This is a guest post by Nic Raboy, an application developer with a strong background in Android, AngularJS, Ionic, Java, SQL, and Unity3D. Nic writes often about Ionic and how to build great hybrid apps.

I get a lot of inquiries regarding OAuth 2.0 with Apache Cordova and Ionic Framework applications. Although I do have another post elaborating on how to accomplish this, I decided to take it a step further and make a simplistic library for AngularJS.

I created ngCordovaOauth, which can be found on GitHub. It was designed to make it as simple as possible to obtain access tokens for some of the popular web APIs, such as Google.

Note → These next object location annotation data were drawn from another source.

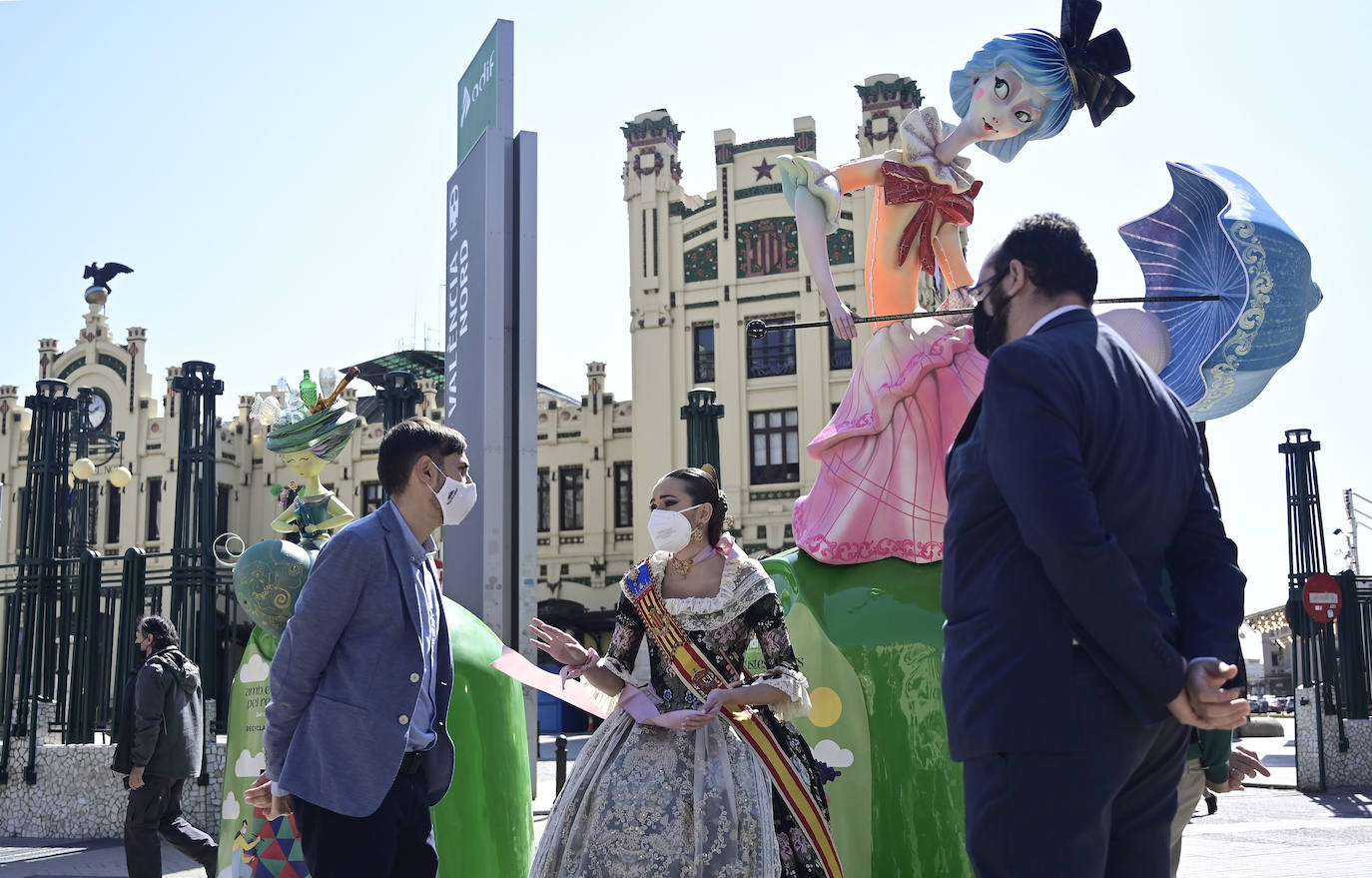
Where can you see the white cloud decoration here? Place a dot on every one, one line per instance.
(833, 755)
(254, 669)
(250, 764)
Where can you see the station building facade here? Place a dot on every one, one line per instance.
(700, 268)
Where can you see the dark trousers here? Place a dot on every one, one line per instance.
(155, 810)
(1102, 811)
(394, 840)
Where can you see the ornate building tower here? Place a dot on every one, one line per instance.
(653, 197)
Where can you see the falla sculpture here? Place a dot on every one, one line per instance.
(862, 588)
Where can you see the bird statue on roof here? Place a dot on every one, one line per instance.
(100, 275)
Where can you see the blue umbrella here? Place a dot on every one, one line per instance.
(1218, 236)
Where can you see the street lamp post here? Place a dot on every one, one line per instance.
(701, 416)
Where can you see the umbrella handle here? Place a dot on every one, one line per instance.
(759, 328)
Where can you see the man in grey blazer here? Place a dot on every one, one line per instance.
(355, 739)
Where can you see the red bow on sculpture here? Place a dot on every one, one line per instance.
(905, 184)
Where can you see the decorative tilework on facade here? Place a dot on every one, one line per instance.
(701, 263)
(841, 247)
(767, 247)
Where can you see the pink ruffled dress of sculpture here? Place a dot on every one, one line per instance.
(880, 491)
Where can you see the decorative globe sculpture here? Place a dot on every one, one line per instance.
(268, 579)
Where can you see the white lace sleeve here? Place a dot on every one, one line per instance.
(796, 687)
(769, 624)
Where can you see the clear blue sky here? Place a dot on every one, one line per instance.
(275, 173)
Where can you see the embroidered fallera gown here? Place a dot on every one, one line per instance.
(880, 491)
(649, 801)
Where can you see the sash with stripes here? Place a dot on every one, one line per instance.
(699, 674)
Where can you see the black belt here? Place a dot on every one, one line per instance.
(411, 761)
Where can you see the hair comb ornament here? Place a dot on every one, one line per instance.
(1093, 62)
(710, 470)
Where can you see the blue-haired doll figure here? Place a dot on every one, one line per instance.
(880, 491)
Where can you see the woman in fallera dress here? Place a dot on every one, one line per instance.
(697, 774)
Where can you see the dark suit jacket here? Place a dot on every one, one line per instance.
(345, 675)
(1073, 483)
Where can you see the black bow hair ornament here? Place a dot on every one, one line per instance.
(1093, 63)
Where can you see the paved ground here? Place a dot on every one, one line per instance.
(1273, 830)
(21, 858)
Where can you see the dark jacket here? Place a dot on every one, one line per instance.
(1073, 484)
(164, 717)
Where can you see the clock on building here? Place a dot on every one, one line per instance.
(99, 409)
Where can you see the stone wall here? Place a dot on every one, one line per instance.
(1350, 768)
(77, 794)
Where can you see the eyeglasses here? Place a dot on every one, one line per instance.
(983, 290)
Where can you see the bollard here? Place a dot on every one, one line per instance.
(561, 763)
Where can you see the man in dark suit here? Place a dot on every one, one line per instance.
(355, 738)
(1074, 481)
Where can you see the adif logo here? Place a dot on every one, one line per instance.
(473, 92)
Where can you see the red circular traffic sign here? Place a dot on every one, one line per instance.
(1323, 598)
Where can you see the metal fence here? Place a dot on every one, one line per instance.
(66, 638)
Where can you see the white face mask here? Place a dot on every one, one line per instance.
(670, 529)
(455, 498)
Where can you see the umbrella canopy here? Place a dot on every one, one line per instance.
(1218, 236)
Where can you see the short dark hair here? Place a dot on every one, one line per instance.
(161, 630)
(409, 440)
(701, 488)
(1053, 256)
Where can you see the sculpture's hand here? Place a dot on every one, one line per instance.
(556, 642)
(841, 320)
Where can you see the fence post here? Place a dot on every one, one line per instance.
(561, 763)
(80, 719)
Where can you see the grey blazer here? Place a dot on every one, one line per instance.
(345, 674)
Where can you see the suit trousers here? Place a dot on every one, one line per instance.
(1188, 794)
(395, 840)
(155, 810)
(1102, 811)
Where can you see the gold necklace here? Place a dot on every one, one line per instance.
(682, 566)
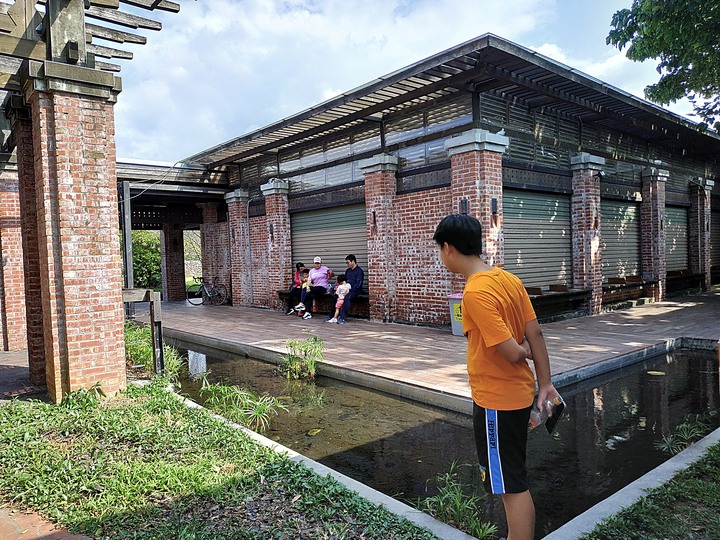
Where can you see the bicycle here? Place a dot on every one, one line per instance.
(200, 293)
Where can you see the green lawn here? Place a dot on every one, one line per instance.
(143, 466)
(687, 507)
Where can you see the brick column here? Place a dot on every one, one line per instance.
(73, 132)
(279, 246)
(172, 258)
(586, 219)
(240, 254)
(652, 221)
(12, 281)
(699, 233)
(20, 116)
(476, 186)
(207, 239)
(380, 189)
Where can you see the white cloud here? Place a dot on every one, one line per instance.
(222, 68)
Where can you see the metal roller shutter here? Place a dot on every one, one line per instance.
(620, 238)
(538, 239)
(676, 238)
(331, 233)
(715, 238)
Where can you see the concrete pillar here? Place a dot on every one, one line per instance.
(699, 233)
(279, 246)
(476, 187)
(20, 116)
(172, 258)
(586, 226)
(240, 253)
(73, 140)
(380, 189)
(12, 281)
(652, 222)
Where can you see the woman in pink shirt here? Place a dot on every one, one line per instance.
(319, 278)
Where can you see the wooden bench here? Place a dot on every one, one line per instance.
(619, 290)
(684, 280)
(359, 307)
(558, 302)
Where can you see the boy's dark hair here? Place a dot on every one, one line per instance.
(462, 231)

I took my ngCordovaOauth library a step further, and included it in the official ngCordova project. For the sake of this tutorial, I’m going to explain things around the official ngCordova library which is now the official implementation.

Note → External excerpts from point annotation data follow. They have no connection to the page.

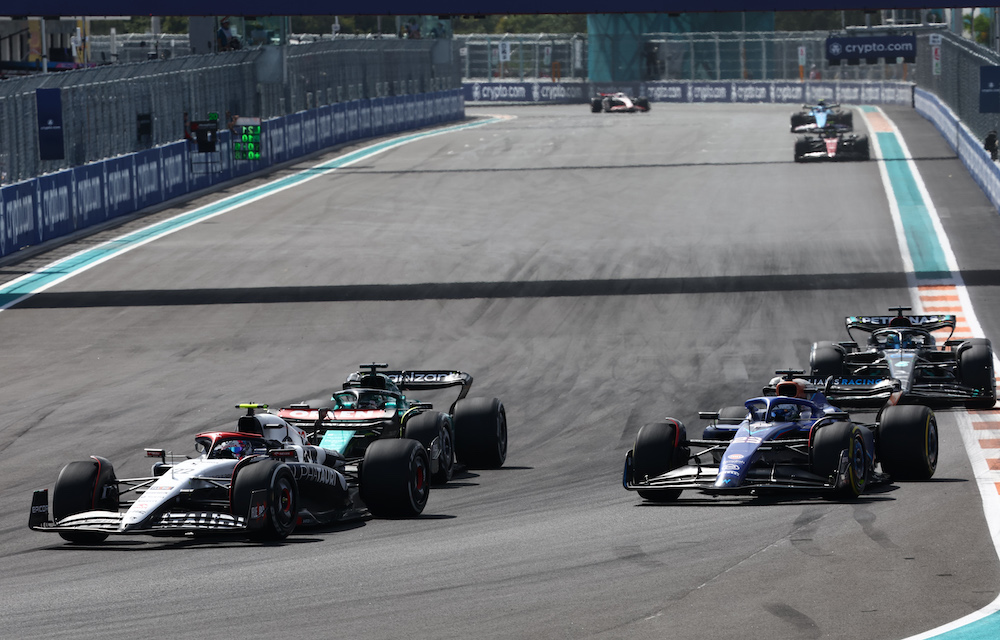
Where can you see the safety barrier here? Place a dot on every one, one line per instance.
(961, 139)
(847, 92)
(57, 204)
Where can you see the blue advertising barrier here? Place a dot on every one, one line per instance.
(19, 213)
(54, 202)
(88, 195)
(57, 204)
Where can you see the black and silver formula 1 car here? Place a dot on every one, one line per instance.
(789, 440)
(901, 362)
(262, 479)
(831, 144)
(618, 102)
(821, 116)
(372, 406)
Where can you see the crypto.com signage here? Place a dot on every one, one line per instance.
(870, 49)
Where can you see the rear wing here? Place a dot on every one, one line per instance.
(870, 324)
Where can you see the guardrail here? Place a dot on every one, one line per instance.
(57, 204)
(848, 92)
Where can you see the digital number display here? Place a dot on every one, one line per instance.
(246, 139)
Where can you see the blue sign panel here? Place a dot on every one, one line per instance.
(989, 89)
(20, 229)
(870, 48)
(49, 107)
(88, 195)
(55, 205)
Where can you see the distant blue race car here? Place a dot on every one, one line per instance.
(821, 116)
(790, 439)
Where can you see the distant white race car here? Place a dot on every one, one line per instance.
(615, 102)
(262, 478)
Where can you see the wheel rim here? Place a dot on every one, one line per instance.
(419, 485)
(447, 459)
(931, 445)
(284, 506)
(502, 434)
(858, 463)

When I was designing the OAuth functionality, my strategy was to expect a promise based on the login flow. If the flow is successful, we will receive an object containing whatever the server responds with. Otherwise, we’ll get some kind of error.

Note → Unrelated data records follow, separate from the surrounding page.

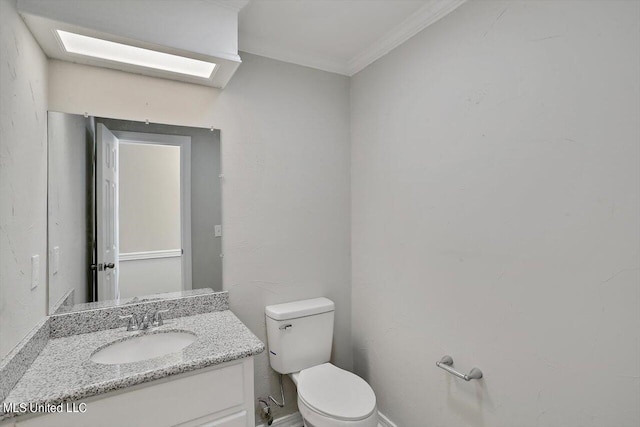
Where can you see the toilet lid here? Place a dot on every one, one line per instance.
(336, 392)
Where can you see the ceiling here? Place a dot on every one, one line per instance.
(340, 36)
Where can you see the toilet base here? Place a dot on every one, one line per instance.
(312, 418)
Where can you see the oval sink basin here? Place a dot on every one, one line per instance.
(143, 347)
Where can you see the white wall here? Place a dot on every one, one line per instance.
(285, 159)
(496, 217)
(149, 276)
(23, 178)
(149, 199)
(70, 146)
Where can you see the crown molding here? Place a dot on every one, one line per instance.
(430, 13)
(236, 5)
(258, 46)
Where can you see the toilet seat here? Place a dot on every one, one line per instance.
(336, 393)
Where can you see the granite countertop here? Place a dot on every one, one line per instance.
(63, 371)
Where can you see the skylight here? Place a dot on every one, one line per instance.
(118, 52)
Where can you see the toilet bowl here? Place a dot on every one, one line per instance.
(300, 337)
(332, 397)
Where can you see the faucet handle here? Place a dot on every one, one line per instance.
(157, 317)
(132, 324)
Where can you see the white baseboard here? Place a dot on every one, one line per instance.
(291, 420)
(383, 421)
(295, 420)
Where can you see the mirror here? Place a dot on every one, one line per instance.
(134, 211)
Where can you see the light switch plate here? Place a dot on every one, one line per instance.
(35, 271)
(55, 260)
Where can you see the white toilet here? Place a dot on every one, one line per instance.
(300, 335)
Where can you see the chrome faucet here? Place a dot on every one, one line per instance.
(146, 321)
(157, 317)
(132, 324)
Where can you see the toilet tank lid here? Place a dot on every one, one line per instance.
(295, 309)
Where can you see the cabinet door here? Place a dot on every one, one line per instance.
(167, 402)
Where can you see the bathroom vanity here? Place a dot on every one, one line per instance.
(192, 370)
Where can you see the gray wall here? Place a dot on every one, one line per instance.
(206, 196)
(70, 211)
(23, 178)
(496, 217)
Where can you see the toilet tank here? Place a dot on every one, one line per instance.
(299, 334)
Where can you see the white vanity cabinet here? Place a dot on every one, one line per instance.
(216, 396)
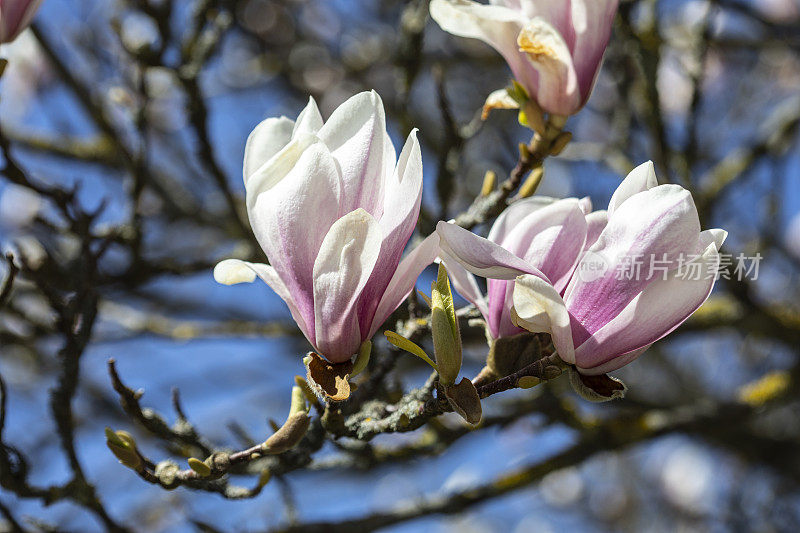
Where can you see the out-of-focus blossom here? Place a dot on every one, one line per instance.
(548, 234)
(553, 48)
(15, 16)
(333, 209)
(605, 317)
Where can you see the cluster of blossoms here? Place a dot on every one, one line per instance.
(333, 208)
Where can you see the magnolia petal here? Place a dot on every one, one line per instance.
(660, 308)
(592, 21)
(481, 256)
(512, 215)
(717, 236)
(356, 135)
(404, 279)
(551, 239)
(596, 222)
(661, 223)
(281, 217)
(615, 363)
(586, 205)
(500, 301)
(641, 178)
(404, 194)
(539, 308)
(231, 271)
(497, 26)
(499, 99)
(346, 259)
(277, 167)
(309, 120)
(266, 140)
(464, 283)
(549, 54)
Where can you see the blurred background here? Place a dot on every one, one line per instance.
(123, 129)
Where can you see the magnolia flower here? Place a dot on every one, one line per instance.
(15, 16)
(553, 47)
(333, 209)
(548, 234)
(606, 316)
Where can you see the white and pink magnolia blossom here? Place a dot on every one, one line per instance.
(15, 16)
(602, 320)
(553, 47)
(548, 234)
(333, 208)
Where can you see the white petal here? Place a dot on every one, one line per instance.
(545, 48)
(495, 25)
(465, 283)
(346, 259)
(660, 308)
(404, 279)
(233, 271)
(641, 178)
(356, 135)
(481, 256)
(539, 309)
(718, 236)
(291, 218)
(276, 168)
(266, 140)
(514, 214)
(499, 99)
(309, 120)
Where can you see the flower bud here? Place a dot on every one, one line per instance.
(599, 388)
(295, 427)
(444, 328)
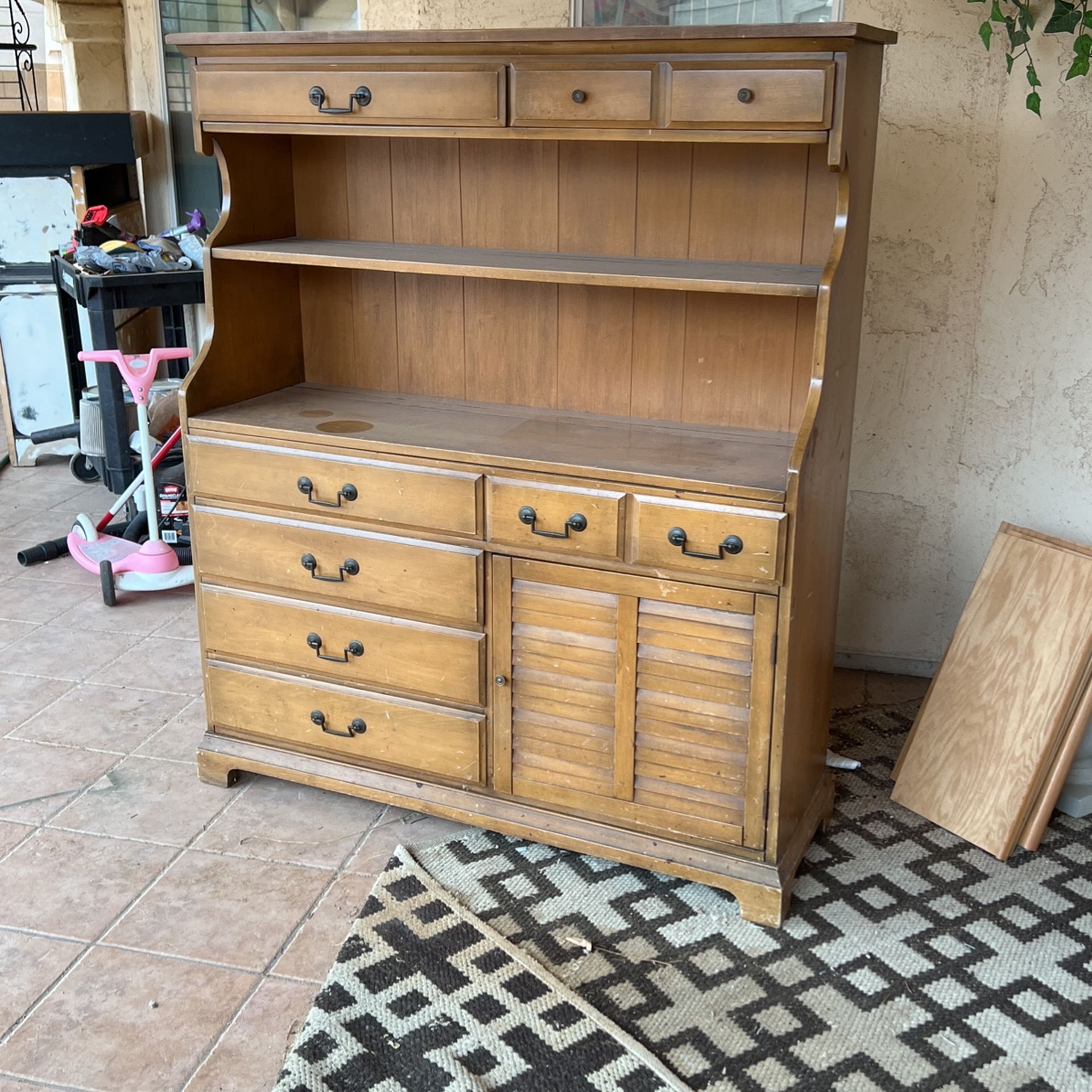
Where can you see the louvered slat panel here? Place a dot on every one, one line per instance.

Although I designed this with Ionic Framework in mind, it will also work for any Apache Cordova or Phonegap application that makes use of AngularJS. With this in mind, let’s set up the library for use.

ionic start IonicProject blank
cd IonicProject
ionic platform add android
ionic platform add ios

Note that if you are not using a Mac, you cannot build for iOS.

OAuth with ngCordova relies heavily on the Apache Cordova InAppBrowser plugin. If you’d like to know more about how this plugin works, you can view my previous post on the topic, otherwise just continue by running the following:

cordova plugin add https://git-wip-us.apache.org/repos/asf/cordova-plugin-inappbrowser.git

Your Ionic project is now ready for the ngCordova library. Download it and include ng-cordova.min.js into your www/js directory.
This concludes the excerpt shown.